We sailed from there to Cormorant Cay where we had a lovely
secluded anchorage…the first anchorage we have had to ourselves since being in
the Bahamas! We dinghied to Snake Island
and explored a passageway behind several islands through shallow waters. A lumber industry was there back in the early
1900s. They harvested the island
pine/casuarina trees. When the trees
were gone in just a few years, the industry collapsed.
From there we
headed over to explore Hopetown.
Hopetown is known for its candy-striped lighthouse built by the British
in the mid-1800s. Back then, many of the
local people protested the building of the lighthouse, and attempted to
sabotage its construction since they made their living by “wrecking”…that is
going out to salvage shipwrecks off Elbow Cay reef.
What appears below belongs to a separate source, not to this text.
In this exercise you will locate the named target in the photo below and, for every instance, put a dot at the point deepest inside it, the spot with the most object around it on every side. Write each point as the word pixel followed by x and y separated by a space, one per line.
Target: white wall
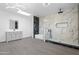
pixel 67 35
pixel 25 24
However, it was built and it remains today
just like it was then. The light burns kerosene, and the light rotates on a bed of mercury! We visited this lighthouse 28 years ago and
learned that it caused the lighthouse keepers to die from mercury poisoning
because the heat of the kerosene lamp vaporized the mercury. The lighthouse keepers were inhaling the
mercury vapour!
Today, Hopetown has beautiful little houses gaily painted in
a rainbow of pastel colours. Pickett
fences outline the properties and colourful flowering shrubs drape over the
fencing. Many of the homes are rental
properties. You can walk over to the
ocean side and stroll the beaches. There
is a little museum that did
a great job of describing the history of the area and portraying life as it was
back in the late 1800s and early 1900s.